Before letting major money talks drive a wedge in your marriage, try these strategies to prevent conflict later.
Commit to transparency. Being honest and open is a crucial first step toward creating harmony in a relationship. “It’s hard to build financially if [couples] don’t have full disclosure,” says Kathe Meade, president and retirement consultant at Meade Wheeler Financial Group in Jackson, Michigan.
To achieve full disclosure, couples need to share details about debt, credit scores and spending habits. Only then, after a productive discussion, will they be able to clearly evaluate their financial situation and make plans for the future.
Share your goals. Financial goal setting is also essential to creating a happy marriage. “When I talk about goals, I’m not talking about money,” Kapusta says. Instead, couples need to consider what they want their everyday life to look like and what they hope to achieve in the future, she says.
While money needs to be part of the discussion, it’s more important for spouses to have an understanding of their plans – whether they involve providing a college education for their children or traveling in retirement – before assessing how to make shared goals a reality.
Understand your significant other’s backstory. When it comes to finances, fewer things are more important than knowing a spouse’s history. People raised in wealth may have a vastly different approach to money compared with those who faced poverty as children. Without understanding what motivates each other about money, spouses have little hope of finding middle ground.
“Usually what’s embedded in the battle is that one person wants it now and [the other person] is worried they will always be destitute,” says Joe Heider, president of Cirrus Wealth Management in Cleveland. Those wants and fears won’t make sense without knowing and respecting a spouse’s previous experiences with money.
Put your spending plan in writing. Heider says it’s not unusual for someone who likes to spend money to marry someone who is a saver. Such an arrangement can even be beneficial if a saver helps a spender rein in impulse purchases, or a spouse who likes to buy helps their more frugal half enjoy money more.
However, it can also cause resentments if spouses feel they are being constrained. Having a written spending plan or clear-cut budget figures may eliminate some of that friction. “The person who is more of the free spender can see there is not the amount of money they thought they had,” Heider says.
Pay down your debt. The 2018 Fidelity study found that people who are concerned about debt are more likely to say money is their biggest relationship challenge and argue about finances. Beyond that, “I think credit card debt is something spouses aren’t always honest about,” Meade says. One spouse may get a credit card and keep his or her spending secret, a habit that can lead to distrust and unhappiness in a marriage.
Avoiding debt can eliminate the source of some money arguments. Without debt, it may be easier to balance the budget, achieve shared goals and reach a consensus on spending versus saving.
Schedule regular checkups. Finding financial bliss with a spouse isn’t possible with a single conversation.

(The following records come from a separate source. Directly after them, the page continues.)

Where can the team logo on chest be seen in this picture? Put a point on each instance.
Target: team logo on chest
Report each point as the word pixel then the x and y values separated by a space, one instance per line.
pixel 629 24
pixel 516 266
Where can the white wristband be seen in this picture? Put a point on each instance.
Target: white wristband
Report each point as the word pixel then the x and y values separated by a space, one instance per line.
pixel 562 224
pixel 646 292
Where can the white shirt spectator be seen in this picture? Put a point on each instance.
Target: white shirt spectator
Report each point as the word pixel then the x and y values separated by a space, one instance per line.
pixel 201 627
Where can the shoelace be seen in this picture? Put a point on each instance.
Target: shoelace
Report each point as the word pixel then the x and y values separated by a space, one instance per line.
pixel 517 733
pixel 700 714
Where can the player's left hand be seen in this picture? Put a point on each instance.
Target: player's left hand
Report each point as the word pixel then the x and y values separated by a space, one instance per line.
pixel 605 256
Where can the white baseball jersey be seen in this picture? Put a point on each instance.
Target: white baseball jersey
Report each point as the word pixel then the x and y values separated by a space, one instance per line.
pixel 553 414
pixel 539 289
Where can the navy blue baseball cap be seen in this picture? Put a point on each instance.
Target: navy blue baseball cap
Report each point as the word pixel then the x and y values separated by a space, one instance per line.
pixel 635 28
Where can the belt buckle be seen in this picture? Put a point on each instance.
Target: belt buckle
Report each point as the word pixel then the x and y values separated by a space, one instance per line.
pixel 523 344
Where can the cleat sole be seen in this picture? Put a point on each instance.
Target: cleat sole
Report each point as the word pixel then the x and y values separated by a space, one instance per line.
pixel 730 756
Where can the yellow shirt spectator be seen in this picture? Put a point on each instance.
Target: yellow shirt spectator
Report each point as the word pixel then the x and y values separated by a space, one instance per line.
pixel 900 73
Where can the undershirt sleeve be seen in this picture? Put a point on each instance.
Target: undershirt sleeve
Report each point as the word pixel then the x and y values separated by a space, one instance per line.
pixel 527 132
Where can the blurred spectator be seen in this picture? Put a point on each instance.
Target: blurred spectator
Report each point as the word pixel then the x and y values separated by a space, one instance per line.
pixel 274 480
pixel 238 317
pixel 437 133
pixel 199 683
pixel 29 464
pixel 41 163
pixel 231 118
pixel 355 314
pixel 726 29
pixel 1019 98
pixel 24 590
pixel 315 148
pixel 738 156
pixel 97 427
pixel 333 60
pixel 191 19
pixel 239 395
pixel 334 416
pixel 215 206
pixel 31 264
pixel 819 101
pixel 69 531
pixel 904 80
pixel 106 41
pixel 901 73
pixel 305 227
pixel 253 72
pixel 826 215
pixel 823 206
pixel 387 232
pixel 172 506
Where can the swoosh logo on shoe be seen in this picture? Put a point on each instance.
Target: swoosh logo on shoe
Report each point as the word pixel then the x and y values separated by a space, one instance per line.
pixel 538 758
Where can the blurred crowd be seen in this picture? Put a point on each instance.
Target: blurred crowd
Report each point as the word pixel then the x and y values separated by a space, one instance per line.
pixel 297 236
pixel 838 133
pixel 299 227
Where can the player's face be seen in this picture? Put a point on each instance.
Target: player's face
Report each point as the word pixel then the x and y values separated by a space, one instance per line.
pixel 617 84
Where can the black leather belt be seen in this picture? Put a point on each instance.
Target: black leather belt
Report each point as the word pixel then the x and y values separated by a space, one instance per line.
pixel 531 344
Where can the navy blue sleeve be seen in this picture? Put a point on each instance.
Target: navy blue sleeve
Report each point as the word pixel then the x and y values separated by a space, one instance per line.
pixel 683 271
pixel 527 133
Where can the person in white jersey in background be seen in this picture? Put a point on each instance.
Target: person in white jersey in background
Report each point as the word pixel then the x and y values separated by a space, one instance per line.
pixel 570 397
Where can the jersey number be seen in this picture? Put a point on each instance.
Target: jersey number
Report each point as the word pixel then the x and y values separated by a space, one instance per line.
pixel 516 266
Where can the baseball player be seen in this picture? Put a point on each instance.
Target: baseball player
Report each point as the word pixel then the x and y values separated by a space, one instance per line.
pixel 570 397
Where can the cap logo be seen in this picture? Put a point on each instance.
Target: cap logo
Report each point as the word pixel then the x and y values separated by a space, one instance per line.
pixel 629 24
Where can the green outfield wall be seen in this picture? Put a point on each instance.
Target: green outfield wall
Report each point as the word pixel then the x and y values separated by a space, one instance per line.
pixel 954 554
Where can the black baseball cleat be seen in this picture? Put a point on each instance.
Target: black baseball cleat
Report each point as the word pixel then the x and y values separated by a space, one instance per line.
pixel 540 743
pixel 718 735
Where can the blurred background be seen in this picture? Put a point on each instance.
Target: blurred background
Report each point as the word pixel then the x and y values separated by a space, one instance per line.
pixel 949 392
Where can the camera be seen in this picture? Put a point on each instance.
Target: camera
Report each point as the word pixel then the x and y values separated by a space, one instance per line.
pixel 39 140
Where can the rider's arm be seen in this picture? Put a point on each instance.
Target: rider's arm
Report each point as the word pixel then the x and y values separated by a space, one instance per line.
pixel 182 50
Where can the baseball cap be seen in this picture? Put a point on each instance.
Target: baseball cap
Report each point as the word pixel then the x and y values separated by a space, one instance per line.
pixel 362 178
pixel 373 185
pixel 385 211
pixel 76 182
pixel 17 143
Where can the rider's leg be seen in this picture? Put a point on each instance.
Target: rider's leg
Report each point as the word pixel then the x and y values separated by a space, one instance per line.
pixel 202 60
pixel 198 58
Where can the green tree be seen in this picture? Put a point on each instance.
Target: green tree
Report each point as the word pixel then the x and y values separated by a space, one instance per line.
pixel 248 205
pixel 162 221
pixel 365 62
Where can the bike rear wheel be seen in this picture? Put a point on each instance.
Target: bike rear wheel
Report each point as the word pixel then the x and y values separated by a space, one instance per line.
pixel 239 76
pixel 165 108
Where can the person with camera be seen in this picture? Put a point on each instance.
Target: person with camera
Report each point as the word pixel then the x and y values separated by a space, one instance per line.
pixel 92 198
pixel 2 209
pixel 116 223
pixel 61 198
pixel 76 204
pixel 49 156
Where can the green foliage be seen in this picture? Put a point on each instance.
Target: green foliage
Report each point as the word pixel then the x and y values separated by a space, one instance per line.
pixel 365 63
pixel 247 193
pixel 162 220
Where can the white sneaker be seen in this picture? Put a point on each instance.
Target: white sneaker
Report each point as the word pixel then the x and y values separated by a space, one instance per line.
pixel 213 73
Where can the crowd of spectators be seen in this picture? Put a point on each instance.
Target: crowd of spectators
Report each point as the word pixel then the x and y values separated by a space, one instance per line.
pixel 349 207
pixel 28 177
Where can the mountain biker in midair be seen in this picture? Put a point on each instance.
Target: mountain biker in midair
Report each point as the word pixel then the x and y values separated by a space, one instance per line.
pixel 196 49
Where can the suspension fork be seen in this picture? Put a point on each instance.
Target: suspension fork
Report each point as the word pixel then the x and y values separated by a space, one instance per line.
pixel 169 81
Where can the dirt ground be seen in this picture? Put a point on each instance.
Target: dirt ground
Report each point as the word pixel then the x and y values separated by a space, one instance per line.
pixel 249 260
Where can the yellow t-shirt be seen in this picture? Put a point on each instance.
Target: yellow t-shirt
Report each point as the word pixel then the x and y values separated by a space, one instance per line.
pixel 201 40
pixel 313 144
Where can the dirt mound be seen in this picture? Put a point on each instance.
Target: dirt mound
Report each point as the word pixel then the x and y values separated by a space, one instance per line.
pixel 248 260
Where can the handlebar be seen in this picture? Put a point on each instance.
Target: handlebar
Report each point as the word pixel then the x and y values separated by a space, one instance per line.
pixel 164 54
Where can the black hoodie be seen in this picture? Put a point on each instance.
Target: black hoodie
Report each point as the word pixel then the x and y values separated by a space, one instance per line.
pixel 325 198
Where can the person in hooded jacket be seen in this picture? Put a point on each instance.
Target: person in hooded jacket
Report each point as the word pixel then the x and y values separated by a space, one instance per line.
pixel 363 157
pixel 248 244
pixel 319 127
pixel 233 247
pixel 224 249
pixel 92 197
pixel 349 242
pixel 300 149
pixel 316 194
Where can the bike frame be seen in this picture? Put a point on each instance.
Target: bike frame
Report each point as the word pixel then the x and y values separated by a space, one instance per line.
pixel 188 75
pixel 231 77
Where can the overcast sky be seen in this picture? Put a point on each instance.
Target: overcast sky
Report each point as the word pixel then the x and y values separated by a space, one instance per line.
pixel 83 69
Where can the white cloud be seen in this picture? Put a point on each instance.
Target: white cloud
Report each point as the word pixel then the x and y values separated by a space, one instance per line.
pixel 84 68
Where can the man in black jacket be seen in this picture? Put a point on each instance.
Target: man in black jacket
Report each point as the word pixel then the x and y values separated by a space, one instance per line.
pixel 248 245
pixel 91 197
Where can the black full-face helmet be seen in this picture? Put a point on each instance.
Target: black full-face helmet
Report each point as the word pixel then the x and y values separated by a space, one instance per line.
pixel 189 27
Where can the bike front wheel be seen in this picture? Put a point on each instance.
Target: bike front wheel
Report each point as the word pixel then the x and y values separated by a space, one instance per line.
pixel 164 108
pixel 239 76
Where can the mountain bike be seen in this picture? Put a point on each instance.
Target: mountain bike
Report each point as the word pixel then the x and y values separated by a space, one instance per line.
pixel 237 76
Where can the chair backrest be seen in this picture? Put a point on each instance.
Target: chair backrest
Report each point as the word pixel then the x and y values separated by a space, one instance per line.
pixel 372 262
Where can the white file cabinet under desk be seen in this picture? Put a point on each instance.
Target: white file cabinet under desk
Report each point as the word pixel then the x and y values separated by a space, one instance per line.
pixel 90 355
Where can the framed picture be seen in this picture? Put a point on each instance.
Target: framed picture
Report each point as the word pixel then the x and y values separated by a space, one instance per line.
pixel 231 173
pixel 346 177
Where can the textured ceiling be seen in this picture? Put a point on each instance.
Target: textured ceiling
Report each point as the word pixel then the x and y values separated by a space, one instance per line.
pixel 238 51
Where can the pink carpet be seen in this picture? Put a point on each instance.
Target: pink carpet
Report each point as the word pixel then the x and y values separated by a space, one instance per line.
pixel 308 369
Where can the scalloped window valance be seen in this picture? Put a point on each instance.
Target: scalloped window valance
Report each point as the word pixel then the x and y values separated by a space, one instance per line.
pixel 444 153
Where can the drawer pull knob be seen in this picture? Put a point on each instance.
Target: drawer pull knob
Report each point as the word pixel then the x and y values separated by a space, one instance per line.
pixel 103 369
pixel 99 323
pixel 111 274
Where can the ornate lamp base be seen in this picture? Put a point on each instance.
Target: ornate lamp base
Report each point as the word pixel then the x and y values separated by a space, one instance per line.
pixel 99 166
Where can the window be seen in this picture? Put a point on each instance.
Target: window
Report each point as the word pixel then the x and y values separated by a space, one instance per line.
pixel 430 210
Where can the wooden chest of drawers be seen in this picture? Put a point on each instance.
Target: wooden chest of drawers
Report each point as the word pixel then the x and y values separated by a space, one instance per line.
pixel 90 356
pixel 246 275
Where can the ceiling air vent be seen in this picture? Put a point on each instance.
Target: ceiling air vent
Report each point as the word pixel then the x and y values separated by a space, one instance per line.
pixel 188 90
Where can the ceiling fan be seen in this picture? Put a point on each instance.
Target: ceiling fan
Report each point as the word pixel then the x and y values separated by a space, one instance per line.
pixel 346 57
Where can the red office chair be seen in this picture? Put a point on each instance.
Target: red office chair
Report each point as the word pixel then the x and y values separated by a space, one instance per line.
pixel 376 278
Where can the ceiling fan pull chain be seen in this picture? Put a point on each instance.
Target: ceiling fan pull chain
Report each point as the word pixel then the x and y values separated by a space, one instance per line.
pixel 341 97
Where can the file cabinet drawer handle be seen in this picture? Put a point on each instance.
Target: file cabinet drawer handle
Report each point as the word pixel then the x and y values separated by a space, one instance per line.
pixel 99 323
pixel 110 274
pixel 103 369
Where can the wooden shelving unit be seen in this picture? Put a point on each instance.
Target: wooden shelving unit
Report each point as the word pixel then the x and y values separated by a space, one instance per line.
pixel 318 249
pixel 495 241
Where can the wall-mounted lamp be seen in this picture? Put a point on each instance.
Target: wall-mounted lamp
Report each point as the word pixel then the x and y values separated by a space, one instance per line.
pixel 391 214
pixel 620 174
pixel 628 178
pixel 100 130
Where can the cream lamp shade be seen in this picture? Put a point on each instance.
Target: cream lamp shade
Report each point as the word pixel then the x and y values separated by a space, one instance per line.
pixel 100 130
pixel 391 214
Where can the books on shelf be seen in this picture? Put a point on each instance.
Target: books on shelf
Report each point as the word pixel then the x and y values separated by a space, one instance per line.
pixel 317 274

Instead, it is a series of discussions and reviews to ensure that both parties remain on the same page. “Just as you get a health checkup every year, you should get a financial checkup,” Meade says.
Some couples might meet with a financial advisor on an annual basis. Others schedule regular date nights in which they review the household budget and adjust goals as needed. “It’s really nice to do it with a glass of wine,” Kapusta says, “[but] don’t have two or three because money can get emotional.” Excessive alcohol combined with heated emotions won’t make for a productive discussion for either spouse.
Get professional help if needed. Sometimes spouses aren’t able to successfully navigate money matters on their own. Regardless of whether the disagreements are due to diverging money opinions or deep emotions, it might make sense to bring in a finance professional who can act as an objective third party during the conversation.
Kapusta says you don’t need a lot of money to see an advisor. “There is financial help for everyone,” she says. If you don’t know where to look, she recommends starting with the provider of your workplace 401(k) plan if you have one. Though not offered by all companies, many plans provide access to a financial advisor or similar service as an employment perk.
Many couples struggle to address the issue of money in their marriage. But with honesty, a realistic spending plan and a commitment to continued communication, finances don’t have to cause stress in a relationship.